Cynodon plectostachyus is a valued pasture in the tropics and it is part of cattle production systems in several dry tropical areas, particularly in Eastern Africa and in Central and South America. In the drylands of South-East Kenya, in a survey of cattle farmers, Cynodon plectostachyus was frequently the top-ranked pasture, above Eragrostis superba, Cenchrus ciliaris and Megathyrsus maximus (Ndathi et al., 2012).


Cynodon plectostachyus is considered to be palatable (Bogdan, 1977; Asamoah et al., 1985), though less so than Guinea grass (Megathyrus maximus) and pangola grass (Digitaria eriantha) (Asamoah et al., 1985).

Nutritional value

Cynodon plectostachyus may have a similar, or lower, nutritional value than other grasses available at the same period in the same area.

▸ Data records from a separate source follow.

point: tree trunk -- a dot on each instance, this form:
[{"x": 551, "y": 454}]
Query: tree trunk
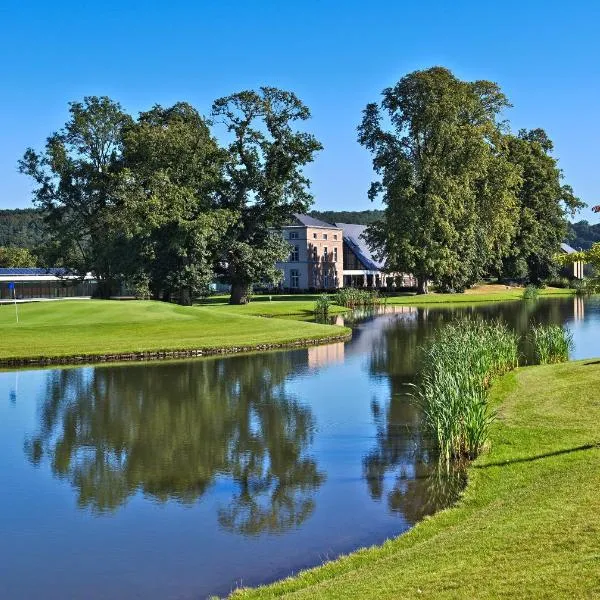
[
  {"x": 422, "y": 284},
  {"x": 185, "y": 297},
  {"x": 240, "y": 293}
]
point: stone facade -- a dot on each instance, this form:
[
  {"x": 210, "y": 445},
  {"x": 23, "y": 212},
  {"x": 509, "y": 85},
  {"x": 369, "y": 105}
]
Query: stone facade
[{"x": 316, "y": 257}]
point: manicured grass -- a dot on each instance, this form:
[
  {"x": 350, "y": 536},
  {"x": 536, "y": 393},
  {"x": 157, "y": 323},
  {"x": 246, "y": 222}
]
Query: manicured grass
[
  {"x": 273, "y": 306},
  {"x": 527, "y": 525},
  {"x": 92, "y": 327}
]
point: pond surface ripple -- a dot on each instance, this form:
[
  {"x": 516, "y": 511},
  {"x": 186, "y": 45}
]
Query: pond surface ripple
[{"x": 189, "y": 478}]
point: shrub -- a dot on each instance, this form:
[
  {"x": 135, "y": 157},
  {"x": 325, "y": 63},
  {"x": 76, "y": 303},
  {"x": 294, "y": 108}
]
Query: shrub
[
  {"x": 531, "y": 292},
  {"x": 559, "y": 282},
  {"x": 586, "y": 287},
  {"x": 357, "y": 298},
  {"x": 458, "y": 365},
  {"x": 551, "y": 343},
  {"x": 322, "y": 305}
]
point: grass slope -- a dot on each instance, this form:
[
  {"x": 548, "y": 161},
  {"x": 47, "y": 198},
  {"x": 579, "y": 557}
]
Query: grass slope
[
  {"x": 527, "y": 526},
  {"x": 303, "y": 304},
  {"x": 89, "y": 327}
]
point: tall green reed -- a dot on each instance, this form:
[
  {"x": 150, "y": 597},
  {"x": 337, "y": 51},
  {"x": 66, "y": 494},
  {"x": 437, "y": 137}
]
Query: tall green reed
[
  {"x": 357, "y": 298},
  {"x": 551, "y": 343},
  {"x": 458, "y": 365},
  {"x": 322, "y": 305}
]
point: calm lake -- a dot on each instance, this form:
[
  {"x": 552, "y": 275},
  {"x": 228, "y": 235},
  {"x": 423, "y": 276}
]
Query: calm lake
[{"x": 190, "y": 478}]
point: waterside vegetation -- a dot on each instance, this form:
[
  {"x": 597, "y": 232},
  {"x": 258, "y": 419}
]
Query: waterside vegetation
[
  {"x": 519, "y": 530},
  {"x": 458, "y": 365}
]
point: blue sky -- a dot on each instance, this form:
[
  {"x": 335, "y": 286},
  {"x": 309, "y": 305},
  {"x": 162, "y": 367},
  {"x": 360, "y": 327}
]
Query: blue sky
[{"x": 336, "y": 56}]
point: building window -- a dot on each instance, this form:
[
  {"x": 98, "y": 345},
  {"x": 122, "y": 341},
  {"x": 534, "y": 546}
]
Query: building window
[{"x": 294, "y": 278}]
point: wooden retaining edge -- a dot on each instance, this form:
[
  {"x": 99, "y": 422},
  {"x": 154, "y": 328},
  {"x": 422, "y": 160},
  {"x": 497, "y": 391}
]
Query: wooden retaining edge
[{"x": 148, "y": 355}]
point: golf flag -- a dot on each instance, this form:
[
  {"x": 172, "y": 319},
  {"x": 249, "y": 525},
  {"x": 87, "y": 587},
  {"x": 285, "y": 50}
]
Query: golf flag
[{"x": 11, "y": 288}]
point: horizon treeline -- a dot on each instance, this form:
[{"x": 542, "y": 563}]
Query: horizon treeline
[
  {"x": 158, "y": 203},
  {"x": 172, "y": 201},
  {"x": 464, "y": 196}
]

In Kenya, the in vitro DM digestibility (35%) of Cynodon plectostachyus hay was lower than that of Eragrostis superba (45%) and similar to that of Cenchrus ciliaris and Megathyrsus maximus (37 and 34% respectively) (Ndathi et al., 2012). In Puerto Rico, its in vivo DM digestibility (50%) was lower than that of Cynodon dactylon, Cynodon nlemfuensis, Digitaria eriantha and Megathyrsus maximus (54-55%) (Randel et al., 1989). In Brazil, the in vitro DM digestibility of Cynodon plectostachyus grass (63%) was found to be similar to that of Tifton 85 (a cultivar of Cynodon dactylon) and Cynodon nlemfuensis (63%), and slightly lower than that of Cynodon cultivars Coastcross and Tifton 44 (65%) (Cecato et al., 2001). In the Philippines, giant star grass cut every 20 days had a higher in vivo DM digestibility in sheep (60%) than when cut every 30 or 40 days (Intong, 1998). In Cuba, the in vivo OM digestibility in sheep of Cynodon plectostachyus silage was identical to that of Megathyrsus maximus silage (59%), and lower than that of King grass (Pennisetum purpureum × Pennisetum glaucum) silage (63%) (Esperance et al., 1985).


Giant star grass does not have a high nutritive value, particularly during the dry season, and numerous trials have tried to determine the needs and methods for supplementing cattle and sheep grazing giant star grass. In Mexico (Colima), a traditional dual purpose cattle production system is based on maize stubble and giant star grass: this diet, though sufficient in energy, was found to be deficient in protein and dry matter, and required supplementation with other ingredients (Macedo et al., 2008). In silvopastoral systems, livestock grazing Cynodon plectostachyus had access to forage legumes such as Leucaena leucocephala or Prosopis juliflora (Nahed-Toral et al., 2010; Goldfarb et al., 1995; Mahecha et al., 2000). Supplementation of giant star grass with multinutrient blocks, and protein sources such as oil meals, animal by-products, urea and protein banks (forage legumes) is summarized in the table below.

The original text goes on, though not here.